# IE4424 Part2_Transfer_Learning


## Acknowledgment 

This lab experiment is modified based on the Pytorch official tutorial.

Acknowledgment to Sasank Chilamkurthy https://chsasank.github.io

In this part, you will learn how to train a convolutional neural network for
image classification using transfer learning. You can read more about the transfer
learning at cs231n notes https://cs231n.github.io/transfer-learning/


In [None]:
%matplotlib inline

In [None]:
from __future__ import print_function, division

import torch
import torch.nn as nn
import torch.optim as optim
from torch.optim import lr_scheduler
import numpy as np
import torchvision
from torchvision import datasets, models, transforms
import matplotlib.pyplot as plt
import time
import os
import copy

plt.ion()   # interactive mode

## 1. Loading data


We will use torchvision and torch.utils.data packages for loading the
data.

The problem we're going to solve today is to train a model to classify
**ants** and **bees**. We have about 120 training images each for ants and bees.
There are 75 validation images for each class. Usually, this is a very
small dataset to generalize upon, if trained from scratch. Since we
are using transfer learning, we should be able to generalize reasonably
well.

This dataset is a very small subset of ImageNet.
The dataset is already included in the directory, if not, you can download the data from https://download.pytorch.org/tutorial/hymenoptera_data.zip and extract it to the current directory.


### 1.1 Loading data and defining pytorch dataloader

In [None]:
# Data augmentation and normalization for training
# Just normalization for validation
data_transforms = {
    'train': transforms.Compose([
        transforms.RandomResizedCrop(224),
        transforms.RandomHorizontalFlip(),
        transforms.ToTensor(),
        transforms.Normalize([0.485, 0.456, 0.406], [0.229, 0.224, 0.225])
    ]),
    'val': transforms.Compose([
        transforms.Resize(256),
        transforms.CenterCrop(224),
        transforms.ToTensor(),
        transforms.Normalize([0.485, 0.456, 0.406], [0.229, 0.224, 0.225])
    ]),
}

data_dir = 'hymenoptera_data'
image_datasets = {x: datasets.ImageFolder(os.path.join(data_dir, x),
                                          data_transforms[x])
                  for x in ['train', 'val']}
dataloaders = {x: torch.utils.data.DataLoader(image_datasets[x], batch_size=4,
                                             shuffle=True, num_workers=0)
              for x in ['train', 'val']}
dataset_sizes = {x: len(image_datasets[x]) for x in ['train', 'val']}
class_names = image_datasets['train'].classes

device = torch.device("cuda:0" if torch.cuda.is_available() else "cpu")

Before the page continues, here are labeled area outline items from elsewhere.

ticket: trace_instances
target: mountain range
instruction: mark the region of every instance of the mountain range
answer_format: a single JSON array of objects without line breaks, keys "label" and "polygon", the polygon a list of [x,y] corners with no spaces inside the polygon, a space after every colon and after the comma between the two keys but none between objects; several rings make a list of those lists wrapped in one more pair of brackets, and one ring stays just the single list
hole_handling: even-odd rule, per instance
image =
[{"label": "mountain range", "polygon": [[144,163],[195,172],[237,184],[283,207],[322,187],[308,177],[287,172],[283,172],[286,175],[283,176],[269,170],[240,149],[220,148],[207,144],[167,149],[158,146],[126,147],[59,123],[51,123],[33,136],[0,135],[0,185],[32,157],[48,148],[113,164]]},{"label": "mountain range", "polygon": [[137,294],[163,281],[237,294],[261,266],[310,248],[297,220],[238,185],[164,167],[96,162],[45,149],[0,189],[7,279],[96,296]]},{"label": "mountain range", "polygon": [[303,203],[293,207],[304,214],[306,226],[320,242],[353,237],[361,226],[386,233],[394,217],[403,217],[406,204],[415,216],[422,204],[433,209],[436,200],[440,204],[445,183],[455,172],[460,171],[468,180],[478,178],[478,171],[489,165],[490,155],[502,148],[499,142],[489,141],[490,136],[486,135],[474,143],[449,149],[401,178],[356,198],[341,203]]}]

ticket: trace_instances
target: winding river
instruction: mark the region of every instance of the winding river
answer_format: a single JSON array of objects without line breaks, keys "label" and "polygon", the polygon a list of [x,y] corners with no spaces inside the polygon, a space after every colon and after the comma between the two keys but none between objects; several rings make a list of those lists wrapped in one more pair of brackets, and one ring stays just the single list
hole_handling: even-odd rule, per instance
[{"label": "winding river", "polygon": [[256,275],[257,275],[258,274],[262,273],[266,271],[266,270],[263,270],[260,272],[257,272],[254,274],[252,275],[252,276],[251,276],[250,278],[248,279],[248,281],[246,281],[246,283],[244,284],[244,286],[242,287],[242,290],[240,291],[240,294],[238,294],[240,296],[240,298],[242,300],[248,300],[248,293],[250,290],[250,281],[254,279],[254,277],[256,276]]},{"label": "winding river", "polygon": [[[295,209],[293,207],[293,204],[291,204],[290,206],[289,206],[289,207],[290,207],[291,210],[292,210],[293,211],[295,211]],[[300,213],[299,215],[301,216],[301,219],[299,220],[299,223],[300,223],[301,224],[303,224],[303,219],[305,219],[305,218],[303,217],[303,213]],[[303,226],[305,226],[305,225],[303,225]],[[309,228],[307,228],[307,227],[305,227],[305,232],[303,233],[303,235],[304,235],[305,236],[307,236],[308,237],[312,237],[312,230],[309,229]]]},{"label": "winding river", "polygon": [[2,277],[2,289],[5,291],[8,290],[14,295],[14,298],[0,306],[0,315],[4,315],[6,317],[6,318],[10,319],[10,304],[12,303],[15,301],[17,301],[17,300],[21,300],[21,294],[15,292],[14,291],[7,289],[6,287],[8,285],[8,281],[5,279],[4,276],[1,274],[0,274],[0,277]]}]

### 1.2 Visualizing a few training images to better understand data augmentation


In [None]:
def imshow(inp, title=None):
    """Imshow for Tensor."""
    inp = inp.numpy().transpose((1, 2, 0))
    mean = np.array([0.485, 0.456, 0.406])
    std = np.array([0.229, 0.224, 0.225])
    inp = std * inp + mean
    inp = np.clip(inp, 0, 1)
    plt.imshow(inp)
    if title is not None:
        plt.title(title)
    plt.pause(0.001)  # pause a bit so that plots are updated


# Get a batch of training data
inputs, classes = next(iter(dataloaders['train']))

# Make a grid from batch
out = torchvision.utils.make_grid(inputs)

imshow(out, title=[class_names[x] for x in classes])

## 2. Training the model


Now, let's write a general function to train a model. Here, we will
illustrate:

-  Scheduling the learning rate
-  Saving the best model

In the following, parameter ``scheduler`` is an LR scheduler object from
``torch.optim.lr_scheduler``.



### 2.1 Defining function to train the model

In [None]:
def train_model(model, criterion, optimizer, scheduler, num_epochs=24):
    since = time.time()

    best_model_wts = copy.deepcopy(model.state_dict())
    best_acc = 0.0
    

    for epoch in range(num_epochs):
        print('Epoch {}/{}'.format(epoch, num_epochs - 1))
        print('-' * 10)
        t1 = time.time()

        device = torch.device("cuda" if torch.cuda.is_available() else "cpu")#2024 modification CPU > GPU
        model = model.to(device)#2024 modification CPU > GPU

        # Each epoch has a training and validation phase
        for phase in ['train', 'val']:
            if phase == 'train':
                model.train()  # Set model to training mode
            else:
                model.eval()   # Set model to evaluate mode

            running_loss = 0.0
            running_corrects = 0

            # Iterate over data.
            for inputs, labels in dataloaders[phase]:
                inputs = inputs.to(device)
                labels = labels.to(device)

                # zero the parameter gradients
                optimizer.zero_grad()

                # forward
                # track history if only in train
                with torch.set_grad_enabled(phase == 'train'):
                    outputs = model(inputs)
                    _, preds = torch.max(outputs, 1)
                    loss = criterion(outputs, labels)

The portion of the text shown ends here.